On s’attend logiquement à une condamnation, par exemple, des conversions forcées dont bien des missionnaires catholiques se sont, ici ou là, autrefois rendus coupables ou des violences de l’Inquisition… Mais, surprise, seul l’islam est envisagé, dans ce contexte, comme violent. Car le pape vient de citer, sans la moindre réticence ou le moindre restriction, les propos sur l’islam du même empereur. Dans l’apport de Mahomet, dit ce souverain du XIVe siècle, « tu ne trouveras que des choses mauvaises et inhumaines, comme le droit de défendre par l’épée la foi qu’il prêchait ».
Sont ignorés, de fait, tous les passages de la Bible qui présentent des appels de Yahvé à la violence contre ses ennemis – et quelle violence parfois ! –, ainsi que les violences historiques de l’Eglise elle-même. Les guerres de religion entre chrétiens n’existent pas dans la clarté revendiquée d’une pensée catholique idéalisée que l’on affirme, en raturant toute réalité historique, toujours et partout rationnelle. Pire, l’islam est défini exclusivement comme la religion du djihad, présenté sous la forme particulière de la violence guerrière – ce que beaucoup des plus respectés commentateurs du Coran présentent d’abord comme l’effort intérieur de la foi qui s’incarne dans la vie du croyant –, alors qu’en aucun cas il ne viendrait à l’idée du pape, et ce à juste titre, de définir le catholicisme comme la religion des croisades.
Cette approche d’un vrai problème, celui de la violence religieuse, en islam entre autres, est ici traitée avec une légèreté que nul universitaire sérieux ne saurait cautionner.
Irrationnel par essence, l’islam ? Quelle étrange vision de l’histoire de l’islam qui ignore tout l’apport des civilisations qu’il a inspiré durant des siècles. Pour aller dans le sens de l’attachement du pape à la rationalité grecque, comment peut-il à ce point ignorer que celle-ci a été largement transmise à l’Europe chrétienne par les penseurs et philosophes musulmans dont, par exemple, un saint Thomas d’Aquin, tant aimé de la philosophie catholique officielle, s’est nourri tant pour en adopter des thèses essentielles que pour en débattre rationnellement avec ses interlocuteurs. Il faut lire un historien de la pensée du Moyen Âge comme Alain de Libera qui montre que la pensée musulmane ne fut évidemment pas la seule mais fut une pensée déterminante pour le développement de la philosophie et des sciences européennes. Le pape, qui se réfère au début de son intervention à son passé d’universitaire, a-t-il le droit d’ignorer ce que fut et ce qu’est encore très souvent la pensée musulmane ou héritière de cette pensée ?

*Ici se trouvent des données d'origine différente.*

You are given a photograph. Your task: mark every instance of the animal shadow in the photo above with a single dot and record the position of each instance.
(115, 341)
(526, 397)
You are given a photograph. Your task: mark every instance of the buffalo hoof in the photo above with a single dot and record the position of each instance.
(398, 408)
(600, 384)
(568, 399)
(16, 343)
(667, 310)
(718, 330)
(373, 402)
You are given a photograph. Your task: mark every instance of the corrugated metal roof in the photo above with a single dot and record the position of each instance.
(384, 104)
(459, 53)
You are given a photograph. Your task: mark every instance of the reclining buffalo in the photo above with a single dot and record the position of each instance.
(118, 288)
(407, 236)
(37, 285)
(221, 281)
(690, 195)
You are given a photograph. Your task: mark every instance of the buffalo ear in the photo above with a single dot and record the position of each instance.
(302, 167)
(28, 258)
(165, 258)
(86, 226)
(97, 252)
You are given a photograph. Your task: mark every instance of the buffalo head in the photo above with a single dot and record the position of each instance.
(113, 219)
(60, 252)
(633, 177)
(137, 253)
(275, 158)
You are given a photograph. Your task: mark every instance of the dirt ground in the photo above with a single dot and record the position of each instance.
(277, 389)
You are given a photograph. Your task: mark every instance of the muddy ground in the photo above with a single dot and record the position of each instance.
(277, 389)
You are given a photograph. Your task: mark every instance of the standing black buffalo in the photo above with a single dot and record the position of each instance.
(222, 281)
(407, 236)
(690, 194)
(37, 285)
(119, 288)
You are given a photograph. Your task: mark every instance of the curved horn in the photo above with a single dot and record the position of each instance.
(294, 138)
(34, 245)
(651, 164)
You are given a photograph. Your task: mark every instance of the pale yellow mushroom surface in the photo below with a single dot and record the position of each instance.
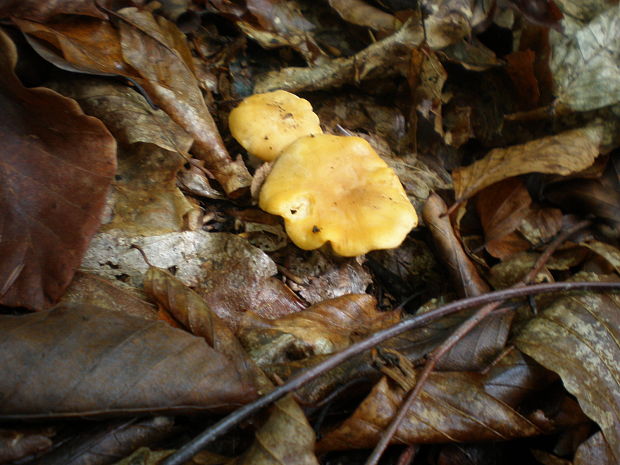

A-t-il le droit d’ignorer des penseurs actuels comme, près de nous, des hommes, qui m’ont intellectuellement beaucoup apporté, tels que Ghaleb Bencheikh, Mohammed Arkoun, ou Malek Chebel (grand rationaliste et homme de foi s’il en fut)… Ces hommes, nos amis, posent à l’islam des questions décisives, le mettent dans la lumière de la modernité pour qu’à son tour il aille au cœur de sa foi et que son apport aussi soit un enrichissement pour la culture européenne contemporaine. On pouvait penser que le pape fasse au moins allusion à cette renaissance de la pensée musulmane ou issue de la tradition musulmane dans le monde entier. Hélas…
On comprend que des musulmans se sentent particulièrement visés par cette caricature de l’islam, bien plus grave que les caricatures du prophète Mahomet publiées dans un journal danois. A la différence des caricaturistes danois qui visaient – parfois avec plus que de la maladresse – la violence islamiste, c’est l’islam lui-même qui semble ici atteint dans sa nature et son authenticité. Quel mépris – inconscient probablement, ce qui assez grave – manifeste le pape pour la foi de cette majorité de musulmans qui ne se sentent pas engagés dans une « guerre des civilisations ».
On peut, en effet, se demander si ce n’est pas cette guerre que le propos irresponsable politiquement de Benoît XVI ne va pas encourager en donnant une caution volontaire ou non aux thèses de l’Amérique chrétienne de l’actuel gouvernement américain. Inversement, comme lors de l’« affaire des caricatures danoises », on voit des islamistes et des politiques utiliser ce discours pour mettre encore de l’huile sur le feu et, par des agressions contre des chrétiens ou des églises, donner des arguments à ceux qui considèrent l’islam comme « intrinsèquement violent ».
Si j’ai raison – et j’ai très peur de ne pas beaucoup me tromper –, tous ceux, pseudo chrétiens ou pseudo musulmans, qui rêvent d’une guerre des civilisations pourront donc se féliciter de ce que dit le pape de l’islam.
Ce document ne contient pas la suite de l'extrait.